Is energy really conserved?

[Ben tesoriero]

What is "steady state", "no motion", and "resulting torques"? Since you have posted a labeled diagram, why don't you use those symbols in your text?

Can you write down the formulas for energy input, energy output and stored energy using the symbols you have defined? Where is the maths that you already have had checked by someone?

Also, what does actually happen in your experiment? And how did you ensure that the two wheels have exactly equal but opposite angular momentum?

Steady state in this case im meaning constant angular rotation of ω, ie the resulting torques have caused a fixed deflection in the shafts.

 

[weirdoguy]

You ignored other questions @A.T. asked. Where is the maths?

 

[A.T.]

Steady state in this case im meaning constant angular rotation of ω,

When $\omega \neq 0$, the total kinetic energy stored on the system is greater than when $\omega = 0$. That is where the energy partially goes, that you provide by applying $\tau$ over some angle.

Where is your math showing energy disappearing?

 

[Dale]

Steady state in this case im meaning constant angular rotation of ω, ie the resulting torques have caused a fixed deflection in the shafts.

OK, so you don't seem to understand what it would take to show that energy is not conserved.

To show energy non-conservation you have to measure the total energy of the system $E=KE+PE+U$ where $KE$ is the system kinetic energy and may be further subdivided into linear and rotational parts, $PE$ is the potential energy of the system in any external fields and may be further subdivided into parts for different external fields, and $U$ is the system internal energy including any thermal energy, internal fields, or other internal locations of potential energy.

You have to measure the $E$ at two different points in time, $E_1$ and $E_2$, as well as any work $W$ done on the system and any heat $Q$ that flows into the system.

Then to show non-conservation you would have to show that $E_1+W+Q \ne E_2$. The difference would also need to be large enough that it could not be attributed to measurement errors. You haven't shown ANY of that, not even a measurement of $E_1$.

 

[Ben tesoriero]

Ive tried to keep it simple and given a simple way to try it for yourself using two angle grinders.

Maybe explaining it like this will help. Take two scenarios, in the first a base case, start with both wheels turning at 8000 rpm, ramp the rotation shown as ω in the diagram up from 0 to 120rpm over 10 seconds then ramp down to rest over 10 seconds. The wheels remain turning at 8000 rpm at the end.

Repeat for the second scenario but this time hold the rotation at 120rpm for say 10000 seconds, then ramp down to rest as before. The wheels remain turning as per the base scenario.

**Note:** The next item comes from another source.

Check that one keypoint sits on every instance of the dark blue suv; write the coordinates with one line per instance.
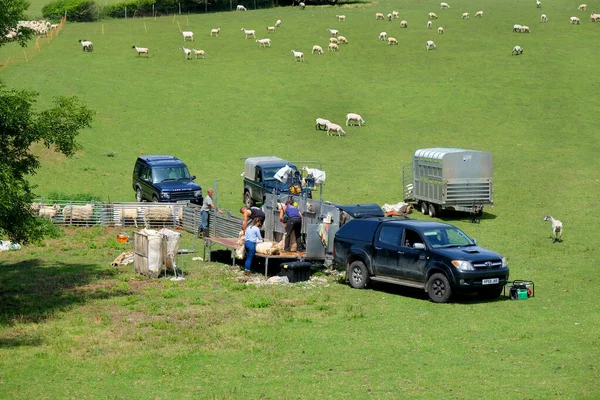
(163, 178)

You have 10000 seconds of energy going into the system difference between the two scenarios, but no difference between the ramp up, ramp down or final states of the scenarios.

 

[PeroK]

During those 10000 seconds, if energy is going into the system but the system maintains a constant mechanical energy, then that energy must be dissipated through friction, air resistance and noise.

It's no different from having to keep your foot on the accelerator to maintain constant speed of a motor vehicle.

 

[Dale]

but no difference between the ramp up, ramp down or final states of the scenarios.

The heat is different. If the experiment is done in an insulated chamber then the 10000 second chamber will have a higher temperature than the 10 second chamber. $E_1\ne E_2$. So we are back to my previous comment

If you ignore where energy goes then of course you will think that energy is not conserved.

 

[sophiecentaur]

try it for yourself using two angle grinders.

How can you even suggest such an experiment? Where would you get two identical grinders with no (or at least equal) friction at every point in the drive). It's like the equivalent experiments, in olden times, that lead people to fail to grasp Newton's first law of motion. The errors from the equipment must be well in excess of the error in energy that you're trying to show.

You haven't presented your experiment and you don't acknowledge the maths in the theory. In no way is this 'Physics".

 

[Herman Trivilino]

You have 10000 seconds of energy going into the system difference between the two scenarios

You mean energy is being transferred for a period of time equal to 10 000 seconds. That doesn't describe the amount of energy transferred. Just because the time periods are the same doesn't mean the energy amounts are necessarily the same.

 

[A.T.]

You have 10000 seconds of energy

You seem to be confusing energy with time.

Does this not meet the definition of energy being destroyed?

No, more like a waste of time.